The purpose of this study was to estimate the PAFs for different contributors to malaria risk and to develop a local malaria risk model in a highly endemic area of Bangladesh. The results show that at local spatial scales there was little evidence to include environmental covariates (such as temperature and precipitation) in the models and only the covariates age, forest, altitude and household density were significantly associated with infection. Furthermore, there was little evidence for spatial dependence in semivariograms after the model was developed, suggesting little evidence of substantial unexplained variation that varied predictably over the region. Taken together these results suggest that locally, individual-level factors (e.g. socioeconomic factors; behavioral factors; adherence to preventative measures) are more likely to determine the spatial distribution of malaria infections. The dataset did not include additional individual-level variables describing behavior and further surveys aimed at developing spatial risk models at small spatial scales should endeavor to include this type of information. The inclusion of these individual-level variables may improve the discriminatory ability of the model but unfortunately were not available in the Rajasthali dataset. The greatest PAFs were altitude, household density and forest cover.
Presumably due to lower acquired immunity, children are more vulnerable for malaria infection [7, 18–20]. Results from this study are consistent with the age related effects. The high PAFs for forest coverage and high altitude suggest a critical role of specific malaria vectors. In this region An. dirus, An. minimus, and a diverse fauna of other anopheline species have been reported as main malaria vectors, with An. dirus spp being an efficient vector in forests habitats [21, 22]. Although the vector species have not been sampled in the study area, the higher risk of infection in hilly and forested area may implicate the primary vector species as An. dirus. Despite the small overall elevation distribution in Rajasthali (from 22 m to 359 m above the sea level), this factor may have some contribution to characterize differences of transmission risk, and malaria prevalence rate. Altitude proved one of the key factors responsible for malaria transmission in CHT . Few studies have confirmed that elevation is one of the key factors associated with malaria [23–25]. Study results from Afghanistan showed no transmission in villages at elevations >2,000 m . The altitude in all households of Rajasthali is < 360 m and, thus, not high enough to provide cooler temperatures.
Univariate analyses and PAF further revealed that lower household density was a significant risk factor for malaria infection. This pattern is similar to a study from Ghana that reported higher malaria risk in smaller villages and in outer areas of each village . However, for the multivariate model, the effect of household density was reversed and definitive conclusions could not easily be made. Strong correlations were observed between the forest coverage and house density, and may account for the results in the multivariate model.

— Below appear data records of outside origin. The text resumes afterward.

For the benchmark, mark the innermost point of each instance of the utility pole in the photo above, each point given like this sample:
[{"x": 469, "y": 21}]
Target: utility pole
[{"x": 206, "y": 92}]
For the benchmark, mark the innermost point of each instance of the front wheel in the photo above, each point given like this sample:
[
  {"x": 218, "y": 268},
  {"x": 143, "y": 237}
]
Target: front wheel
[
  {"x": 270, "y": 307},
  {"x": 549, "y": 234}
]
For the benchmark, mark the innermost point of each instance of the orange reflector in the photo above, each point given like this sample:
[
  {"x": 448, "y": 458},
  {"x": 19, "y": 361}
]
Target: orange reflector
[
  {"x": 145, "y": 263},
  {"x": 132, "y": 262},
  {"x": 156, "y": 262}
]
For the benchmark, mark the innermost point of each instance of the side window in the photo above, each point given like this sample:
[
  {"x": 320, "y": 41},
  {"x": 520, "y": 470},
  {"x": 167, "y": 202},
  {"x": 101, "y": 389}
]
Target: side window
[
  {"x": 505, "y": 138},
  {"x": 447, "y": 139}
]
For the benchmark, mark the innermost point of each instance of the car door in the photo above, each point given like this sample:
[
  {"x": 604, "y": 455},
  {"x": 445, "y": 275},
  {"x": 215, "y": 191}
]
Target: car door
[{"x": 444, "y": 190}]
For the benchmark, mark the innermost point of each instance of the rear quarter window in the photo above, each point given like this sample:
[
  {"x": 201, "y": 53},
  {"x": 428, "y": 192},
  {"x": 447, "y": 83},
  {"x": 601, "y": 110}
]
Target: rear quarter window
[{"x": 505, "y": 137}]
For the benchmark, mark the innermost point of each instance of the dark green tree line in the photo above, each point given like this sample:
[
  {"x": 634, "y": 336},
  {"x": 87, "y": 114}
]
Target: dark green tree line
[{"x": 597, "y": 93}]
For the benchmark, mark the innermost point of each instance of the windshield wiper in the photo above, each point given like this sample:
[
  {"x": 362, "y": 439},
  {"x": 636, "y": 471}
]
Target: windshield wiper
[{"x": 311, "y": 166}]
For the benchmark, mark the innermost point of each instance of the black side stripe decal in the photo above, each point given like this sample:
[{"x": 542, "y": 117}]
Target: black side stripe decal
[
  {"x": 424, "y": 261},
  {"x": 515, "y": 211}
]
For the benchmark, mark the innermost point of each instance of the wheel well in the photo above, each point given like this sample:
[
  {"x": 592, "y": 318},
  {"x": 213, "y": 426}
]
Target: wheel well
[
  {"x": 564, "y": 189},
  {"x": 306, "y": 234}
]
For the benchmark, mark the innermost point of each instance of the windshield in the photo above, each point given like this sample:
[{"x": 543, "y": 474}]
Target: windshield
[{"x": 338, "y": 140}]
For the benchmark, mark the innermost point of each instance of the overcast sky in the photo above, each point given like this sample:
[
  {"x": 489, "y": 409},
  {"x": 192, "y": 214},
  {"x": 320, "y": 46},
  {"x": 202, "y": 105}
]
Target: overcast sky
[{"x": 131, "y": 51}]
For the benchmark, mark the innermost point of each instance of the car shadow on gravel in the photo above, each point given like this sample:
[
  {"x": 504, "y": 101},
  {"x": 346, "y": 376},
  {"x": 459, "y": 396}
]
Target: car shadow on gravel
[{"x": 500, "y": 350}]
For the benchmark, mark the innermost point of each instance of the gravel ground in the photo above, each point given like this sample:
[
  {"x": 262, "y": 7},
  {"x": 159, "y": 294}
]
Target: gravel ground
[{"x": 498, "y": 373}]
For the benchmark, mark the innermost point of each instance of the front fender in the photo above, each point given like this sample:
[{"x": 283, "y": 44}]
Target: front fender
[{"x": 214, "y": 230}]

The relative importance of risk factors for public health intervention can be estimated using PAF. PAF defines the reduction of incidence and can be achieved if the population had been entirely unexposed compared to its current exposure pattern . The results indicate that altitude, household density and forest were the most important risk factors associated with malaria prevalence in the study area.
These findings are important for targeted intervention and resource allocation. The greatest use of PAFs here has highlighted modifiable risk factors, predicting how much disease can be avoided with their elimination. The non-modifiable factors cannot be eliminated here (e.g., ethnicity). Modifiable risk factors should be considered to prioritize and target public health intervention strategies in CHT. The different ethnic community living in the very remote regions (close to deep forest and in high altitude areas) accounted for the highest PAFs. These results suggest that if living conditions and access to treatment care services can improve, then it would be possible to prevent a significant proportion of malaria incidence in this population. PAF estimates obtained in this study will be useful since the malaria control programme in Bangladesh is enhancing its control efforts and has committed to reduce malaria cases by 60% by 2015 as the baseline year/cases of 2015 .
The increasing rate of malarial infection with greater distances from the village centre could also be due to proximity to mosquito breeding sites. Residences on the village periphery may be located closer to swamps and agricultural fields that result in a greater local mosquito density, although we have no data to indicate this occurred. Socioeconomic status can be protective against malaria if it provides better access to anti-malarial medicines or bed nets, which is the ultimate priority in accordance to malaria control program in Bangladesh. In the central and western areas, it is possible that the more established families with more resources live near the town centre or market . These trends could also be explained by the proximity of health clinics and markets that sell bed nets and anti-malarial medications to the village centre. These findings are pivotal for national control programs and could help policy makers identify high-risk areas that can be targeted first (Figure 1). The calculations (Table 3) are then able to inform program managers if they need to re-distribute or recruit additional health workers to cover 100% of the population in this area. It has important implications in meeting the first key objective of the control programme, which is to effectively diagnosis and treat 100% of estimated malaria cases . Targeting those foci with higher expected prevalence within forested areas will become particularly important for Bangladesh.